SARMAN MENCARI JODOH
Cerpen Zahirin al-Ama

            Sarman. Umur 47 tahun. Diusia yang hampir  setengah abad itu ia belum juga kawin. Belum juga beristri. Sementara emak terus mendesak. Katanya ia ingin melihat Sarman, anak satu-satunya itu menikah sebelum ia meninggalkan dunia fana ini. Sebelum ia pergi buat selama-lamanya. Ia pun sangat ingin menggendong cucu. Anak dari Sarman dan istrinya nanti. Tapi mengenai siapa perempuan yang akan menjadi calon istri Sarman itu. Dan siapa adanya bakal menantu emak itu.  Sampai saat ini belum bisa ia tunjukkan.
            “Kau tidak usah pemilih menentukan istri.”  Kata emak suatu ketika. “Pokoknya kau harus segera kawin. Untuk itu harus ada perempuan yang bersedia menjadi istri kau itu. Tidak usahlah kaya. Juga tidak harus cantik-cantik segala. Karena kau harus tau diri. Harus bercermin. Siapalah kita ini adanya. Siapa kau sesungguhnya. Kaya? Gagah? Kan tidak. Makanya cari yang biasa-biasa saja. Yang sedang-sedang itu cukup. Seperti keadaan kita ini.” Lanjut emak.
Ia belum bisa memenuhi permintaan emak satu-satunya itu. Entah apa yang salah. Sehingga ia belum juga kawin. Padahal teman-teman sebayanya telah memiliki tiga bahkan empat orang anak. Jangankan emak. Teman-temannya pun heran. Mereka tidak habis pikir. Sarman yang umurnya hampir setengah abad itu belum juga kawin. Padahal ia sering kumpul-kumpul bersama para anak-anak bujang kampung dihampir setiap minggu. Tentu saja umur anak-anak bujang itu terpaut sangat jauh dengan umurnya. Di sana tidak ada satu pun teman-teman seusianya. Teman-teman seangkatannya sekolah dulu. Karena mereka semua telah kawin. Mereka sudah punya urusan keluarga. Kumpul bersama istri dan anak-anak mereka di rumah masing-masing. Tidak lagi dibalai pemuda, tidak lagi di bawah pohon rambutan dekat lapangan voli itu. Tidak lagi berboncengan motor pada malam Minggu pergi baralek. Pergi ke pantai. Pergi ke jembatan Siti Nurbaya atau pergi entah kemana saja sewaktu mereka muda dulu. Walau demikian halnya Namun dengan anak-anak bujang yang sekarang ini ia bisa akrab, bersahabat. Walaupun usia rata-rata anak-anak bujang itu terpaut jauh di bawahnya. Ketika ia pertama kali membujang anak-anak bujang yang sekarang ini pada waktu itu masih SD.

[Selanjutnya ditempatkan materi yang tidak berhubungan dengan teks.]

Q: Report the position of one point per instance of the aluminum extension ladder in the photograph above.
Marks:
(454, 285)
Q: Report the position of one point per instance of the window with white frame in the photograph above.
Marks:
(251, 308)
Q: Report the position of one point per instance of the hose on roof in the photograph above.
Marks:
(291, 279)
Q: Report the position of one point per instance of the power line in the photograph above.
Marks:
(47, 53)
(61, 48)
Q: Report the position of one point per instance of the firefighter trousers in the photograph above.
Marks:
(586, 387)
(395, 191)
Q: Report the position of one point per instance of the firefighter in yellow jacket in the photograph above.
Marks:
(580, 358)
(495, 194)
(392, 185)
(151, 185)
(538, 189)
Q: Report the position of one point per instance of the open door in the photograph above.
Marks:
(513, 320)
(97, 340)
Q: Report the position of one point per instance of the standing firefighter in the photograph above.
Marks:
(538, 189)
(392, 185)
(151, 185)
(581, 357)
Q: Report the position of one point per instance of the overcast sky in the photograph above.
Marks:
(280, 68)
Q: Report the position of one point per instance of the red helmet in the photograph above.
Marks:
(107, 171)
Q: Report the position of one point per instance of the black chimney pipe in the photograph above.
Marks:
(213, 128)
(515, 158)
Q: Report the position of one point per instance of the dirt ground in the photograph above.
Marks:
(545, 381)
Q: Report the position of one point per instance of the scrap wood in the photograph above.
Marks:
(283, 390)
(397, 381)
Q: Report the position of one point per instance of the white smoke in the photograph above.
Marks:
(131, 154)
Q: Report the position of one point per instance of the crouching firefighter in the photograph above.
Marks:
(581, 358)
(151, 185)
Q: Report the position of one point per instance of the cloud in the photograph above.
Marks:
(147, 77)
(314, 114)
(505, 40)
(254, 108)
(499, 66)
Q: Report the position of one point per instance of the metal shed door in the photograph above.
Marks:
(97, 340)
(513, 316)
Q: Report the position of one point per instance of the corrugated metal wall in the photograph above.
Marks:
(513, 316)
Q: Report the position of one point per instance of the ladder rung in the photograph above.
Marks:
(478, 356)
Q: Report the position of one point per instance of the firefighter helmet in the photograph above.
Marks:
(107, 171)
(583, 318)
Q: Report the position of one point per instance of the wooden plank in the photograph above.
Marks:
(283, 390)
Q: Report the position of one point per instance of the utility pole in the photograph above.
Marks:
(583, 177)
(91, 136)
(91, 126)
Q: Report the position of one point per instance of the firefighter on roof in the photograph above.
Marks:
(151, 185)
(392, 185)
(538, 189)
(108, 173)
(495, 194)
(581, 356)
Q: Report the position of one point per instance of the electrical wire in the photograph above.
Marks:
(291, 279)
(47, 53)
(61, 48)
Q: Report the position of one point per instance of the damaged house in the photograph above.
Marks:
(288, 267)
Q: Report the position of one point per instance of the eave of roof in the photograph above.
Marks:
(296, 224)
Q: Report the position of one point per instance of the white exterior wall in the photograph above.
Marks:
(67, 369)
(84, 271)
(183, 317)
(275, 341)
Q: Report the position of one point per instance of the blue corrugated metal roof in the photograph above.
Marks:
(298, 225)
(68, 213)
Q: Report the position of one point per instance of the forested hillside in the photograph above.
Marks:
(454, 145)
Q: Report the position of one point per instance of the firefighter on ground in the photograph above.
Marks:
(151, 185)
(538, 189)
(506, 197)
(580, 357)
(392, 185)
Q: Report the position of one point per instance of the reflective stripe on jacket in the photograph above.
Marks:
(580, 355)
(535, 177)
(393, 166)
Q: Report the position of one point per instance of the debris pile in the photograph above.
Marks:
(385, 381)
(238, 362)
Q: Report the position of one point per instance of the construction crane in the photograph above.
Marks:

“Sarman belum kawin mungkin saja belum mendapat jodoh.” Kata Sani suatu ketika di lepau. Di atas balai panjang ia membuka obrolan bersama para bapak-bapak yang duduk-duduk di situ. “Mungkin juga belum ada perempuan yang cocok di hatinya. Sarman itukan orangnya pemilih. Ia ingin perempuan yang dicarinya harus sempurna, cantik, ideal, kaya dan sebagainya.” Lanjut Sani.
“Tapi apa pula urusannya dengan semua itu. Sedangkan dirinya sendiri tidaklah ganteng dan menarik.” Menyela Bapak Feri yang duduk paling ujung di atas balai panjang itu. Bapak itu tiada lain adalah teman seangkatan Sarman waktu sekolah di SD dulu. Satu kelas. Satu bangku. Ia sangat tahu siapa Sarman. Sebagai teman ia paham betul sifat yang dimilikinya.
“Tapi ia memang pemilih, sungguh sangat aneh, usia hampir senja begitu masih juga memilih.” Ujar Bapak Feri menuturkan.
“Memilih bidadari mungkin pak Fer.” Kata Sani setengah tertawa.
“Iya, menunggu bidadari yang tak turun-turun dari kayangan.”
Ha…, ha…, ha….! Mereka yang ada di sana  tertawa bersama. 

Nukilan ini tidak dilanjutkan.